---
title: "Extract invoice data to JSON with a schema"
canonical_url: "https://www.nutrient.io/guides/dws-data-extraction/examples/extract-invoice-data-with-schema/"
md_url: "https://www.nutrient.io/guides/dws-data-extraction/examples/extract-invoice-data-with-schema.md"
last_updated: "2026-06-11T00:00:00.000Z"
description: "Build a Python pipeline that extracts invoice fields into typed JSON using the Data Extraction API extract endpoint, with per-field citations for review."
---

This tutorial shows how to build a Python pipeline that extracts invoice fields into a typed JSON object with the Nutrient DWS Data Extraction API [extract endpoint](https://www.nutrient.io/guides/dws-data-extraction/extract.md).

Instead of returning the document’s full structure, the extract endpoint maps a document to a [JSON Schema](https://www.nutrient.io/guides/dws-data-extraction/extract/define-a-schema.md) that you define. The response includes the fields you request and [citations](https://www.nutrient.io/guides/dws-data-extraction/extract/citations-and-confidence.md) that ground each value to its source in the document.

## What you’ll build

You’ll create a Python script that performs the following tasks:

1. Defines a JSON Schema for the invoice fields you need.

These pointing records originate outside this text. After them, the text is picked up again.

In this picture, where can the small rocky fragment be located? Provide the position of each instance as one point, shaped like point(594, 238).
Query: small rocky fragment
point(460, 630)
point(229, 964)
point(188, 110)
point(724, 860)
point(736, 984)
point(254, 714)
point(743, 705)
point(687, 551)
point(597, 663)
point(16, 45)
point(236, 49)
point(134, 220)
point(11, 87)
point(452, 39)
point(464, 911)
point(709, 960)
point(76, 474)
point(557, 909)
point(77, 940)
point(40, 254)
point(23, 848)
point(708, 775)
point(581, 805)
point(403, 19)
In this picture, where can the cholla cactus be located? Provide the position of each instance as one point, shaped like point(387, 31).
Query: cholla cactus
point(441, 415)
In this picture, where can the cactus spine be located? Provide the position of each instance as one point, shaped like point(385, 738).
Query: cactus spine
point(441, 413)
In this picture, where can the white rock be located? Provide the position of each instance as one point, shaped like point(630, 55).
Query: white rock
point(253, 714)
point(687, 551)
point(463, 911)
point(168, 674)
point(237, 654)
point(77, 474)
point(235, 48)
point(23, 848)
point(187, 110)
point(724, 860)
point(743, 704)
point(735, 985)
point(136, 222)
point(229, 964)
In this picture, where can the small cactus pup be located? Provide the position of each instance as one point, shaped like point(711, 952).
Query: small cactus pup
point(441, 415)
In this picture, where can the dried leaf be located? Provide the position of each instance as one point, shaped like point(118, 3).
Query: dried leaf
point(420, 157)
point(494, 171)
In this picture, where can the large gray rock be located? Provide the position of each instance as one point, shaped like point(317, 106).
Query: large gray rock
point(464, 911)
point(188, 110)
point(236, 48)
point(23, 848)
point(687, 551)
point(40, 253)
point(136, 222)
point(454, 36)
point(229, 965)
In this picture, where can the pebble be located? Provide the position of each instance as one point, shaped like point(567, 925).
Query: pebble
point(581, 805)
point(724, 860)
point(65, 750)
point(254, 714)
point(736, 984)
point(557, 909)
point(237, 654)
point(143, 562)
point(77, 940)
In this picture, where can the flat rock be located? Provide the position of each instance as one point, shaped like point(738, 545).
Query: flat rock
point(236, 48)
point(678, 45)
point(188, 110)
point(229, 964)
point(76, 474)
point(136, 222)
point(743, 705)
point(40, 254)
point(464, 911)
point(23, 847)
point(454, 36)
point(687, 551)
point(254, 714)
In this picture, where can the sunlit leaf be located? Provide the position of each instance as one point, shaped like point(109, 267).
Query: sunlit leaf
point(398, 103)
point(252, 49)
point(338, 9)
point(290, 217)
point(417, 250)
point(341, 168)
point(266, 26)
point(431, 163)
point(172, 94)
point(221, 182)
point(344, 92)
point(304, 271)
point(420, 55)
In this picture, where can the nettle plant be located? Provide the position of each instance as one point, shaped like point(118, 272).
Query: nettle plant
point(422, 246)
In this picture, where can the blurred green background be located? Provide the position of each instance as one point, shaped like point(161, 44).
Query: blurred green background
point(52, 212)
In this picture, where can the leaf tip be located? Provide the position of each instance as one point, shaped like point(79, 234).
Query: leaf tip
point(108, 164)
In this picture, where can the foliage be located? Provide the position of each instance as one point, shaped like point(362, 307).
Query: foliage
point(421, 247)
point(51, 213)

2. Sends a PDF invoice to the extract endpoint.

3. Receives a typed JSON object that matches the schema.

4. Reviews per-field citations and flags low-confidence fields.

## Extract vs. parse

The [document extraction pipeline](https://www.nutrient.io/guides/dws-data-extraction/examples/build-document-extraction-pipeline.md) guide uses the parse endpoint and reconstructs fields from spatial elements, such as tables and key-value regions. This tutorial uses the extract endpoint, which maps the document to your schema.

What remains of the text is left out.